Patient and Digital Clinical Safety in General Practice
NHS England takes Patient Safety extremely seriously. As such we published our Patient Safety Strategy in July 2019 and have developed the Patient Safety Syllabus, which is accessible to all staff, including those working in General Practice and Primary Care. More information on our Patient Safety Strategy is available here.
With the increasing use of digital systems in the NHS, we subsequently published the Digital Clinical Safety Strategy in September 2021. NHS England has developed materials for training on this subject, which includes the safe, effective use of health IT systems, and made this available to all staff. More information on the Digital Clinical Safety Strategy is available here.
All staff should be trained in the safe use of health IT systems that they use routinely to perform their clinical duties. This is a matter for local employers and the development of policies and procedures to support this are monitored by the relevant regulatory bodies – in the case of health care service providers, this is the Care Quality Commission.

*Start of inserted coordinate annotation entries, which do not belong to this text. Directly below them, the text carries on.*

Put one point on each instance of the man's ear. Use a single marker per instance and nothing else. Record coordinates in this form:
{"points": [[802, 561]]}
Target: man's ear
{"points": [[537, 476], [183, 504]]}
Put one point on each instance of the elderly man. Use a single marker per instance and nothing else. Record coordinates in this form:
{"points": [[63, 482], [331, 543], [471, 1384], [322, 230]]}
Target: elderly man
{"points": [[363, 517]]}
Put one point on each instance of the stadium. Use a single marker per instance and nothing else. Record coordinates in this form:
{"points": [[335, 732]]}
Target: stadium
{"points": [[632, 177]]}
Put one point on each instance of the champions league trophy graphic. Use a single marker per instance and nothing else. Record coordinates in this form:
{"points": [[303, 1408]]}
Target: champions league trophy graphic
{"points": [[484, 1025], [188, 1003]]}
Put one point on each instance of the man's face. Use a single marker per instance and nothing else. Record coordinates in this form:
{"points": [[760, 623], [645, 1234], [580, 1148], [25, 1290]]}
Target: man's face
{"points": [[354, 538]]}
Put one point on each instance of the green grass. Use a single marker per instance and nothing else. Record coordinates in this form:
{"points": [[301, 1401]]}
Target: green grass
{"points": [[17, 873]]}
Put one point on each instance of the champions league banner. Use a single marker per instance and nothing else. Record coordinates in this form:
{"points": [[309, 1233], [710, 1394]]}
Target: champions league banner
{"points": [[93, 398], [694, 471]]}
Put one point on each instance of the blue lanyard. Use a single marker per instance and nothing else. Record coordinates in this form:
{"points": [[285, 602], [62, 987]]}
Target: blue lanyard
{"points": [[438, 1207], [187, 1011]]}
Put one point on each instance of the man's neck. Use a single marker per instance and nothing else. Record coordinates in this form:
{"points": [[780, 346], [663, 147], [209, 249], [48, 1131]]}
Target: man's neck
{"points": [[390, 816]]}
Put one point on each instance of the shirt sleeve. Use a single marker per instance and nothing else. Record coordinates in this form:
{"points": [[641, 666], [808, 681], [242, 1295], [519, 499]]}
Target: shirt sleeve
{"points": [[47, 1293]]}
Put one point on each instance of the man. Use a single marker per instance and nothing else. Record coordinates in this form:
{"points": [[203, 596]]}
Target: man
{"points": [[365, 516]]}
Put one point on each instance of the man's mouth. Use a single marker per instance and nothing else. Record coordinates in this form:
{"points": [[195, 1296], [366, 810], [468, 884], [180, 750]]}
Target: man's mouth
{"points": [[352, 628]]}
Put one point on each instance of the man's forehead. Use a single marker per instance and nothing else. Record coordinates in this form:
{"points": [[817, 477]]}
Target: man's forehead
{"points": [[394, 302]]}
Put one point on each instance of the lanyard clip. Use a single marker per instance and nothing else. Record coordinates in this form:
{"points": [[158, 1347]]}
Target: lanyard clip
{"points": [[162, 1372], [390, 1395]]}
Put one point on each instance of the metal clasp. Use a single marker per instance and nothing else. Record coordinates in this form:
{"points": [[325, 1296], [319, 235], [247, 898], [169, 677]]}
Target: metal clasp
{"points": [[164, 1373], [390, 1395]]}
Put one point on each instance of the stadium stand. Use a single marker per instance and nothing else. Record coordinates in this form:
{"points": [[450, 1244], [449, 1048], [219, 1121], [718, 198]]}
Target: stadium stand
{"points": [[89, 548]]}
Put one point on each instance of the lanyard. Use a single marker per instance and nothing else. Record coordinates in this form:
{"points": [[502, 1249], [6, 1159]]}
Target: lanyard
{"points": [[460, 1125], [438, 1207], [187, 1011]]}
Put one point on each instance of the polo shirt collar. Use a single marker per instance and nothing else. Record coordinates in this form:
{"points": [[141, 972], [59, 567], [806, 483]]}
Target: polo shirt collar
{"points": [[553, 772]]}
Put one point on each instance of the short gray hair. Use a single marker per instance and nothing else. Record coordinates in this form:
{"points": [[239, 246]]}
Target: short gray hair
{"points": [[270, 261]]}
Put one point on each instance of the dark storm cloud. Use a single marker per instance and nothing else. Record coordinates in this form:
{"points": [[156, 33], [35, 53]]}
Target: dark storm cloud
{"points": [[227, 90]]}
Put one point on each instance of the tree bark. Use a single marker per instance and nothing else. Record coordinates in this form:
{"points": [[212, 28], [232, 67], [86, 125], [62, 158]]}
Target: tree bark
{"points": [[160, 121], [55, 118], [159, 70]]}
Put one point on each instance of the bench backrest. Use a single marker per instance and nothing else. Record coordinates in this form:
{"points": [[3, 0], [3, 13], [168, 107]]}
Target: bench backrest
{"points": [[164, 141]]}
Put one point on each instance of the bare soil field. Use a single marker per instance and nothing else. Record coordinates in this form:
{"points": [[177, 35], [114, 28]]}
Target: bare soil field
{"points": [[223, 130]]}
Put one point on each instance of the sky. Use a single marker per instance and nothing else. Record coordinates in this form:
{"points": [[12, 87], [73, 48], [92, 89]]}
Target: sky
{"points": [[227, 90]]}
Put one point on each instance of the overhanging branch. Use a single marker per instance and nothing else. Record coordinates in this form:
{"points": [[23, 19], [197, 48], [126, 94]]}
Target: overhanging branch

Further actions for NHS England
We note the risks that arise from the inaccurate inclusion of data values in cohorting activities and will continue to operate a clinically assured data extraction and validation service to drive future health promotion activities. We will work towards surfacing inclusion data to patients via their NHS App, so that they may discuss their inclusion in health promotions with their care providers.
To support the work of the Primary Care Patient Safety Team, we will promote the Digital Clinical Safety Strategy, and all training modules that are available for staff via these channels.
I would also like to provide further assurances on national NHS England work taking place around the Reports to Prevent Future Deaths. All reports received are discussed by the Regulation 28 Working Group, comprising Regional Medical Directors, and other clinical and quality colleagues from across the regions. This ensures that key learnings and insights around preventable deaths are shared across the NHS at both a national and regional level and helps us pay close attention to any emerging trends that may require further review and action.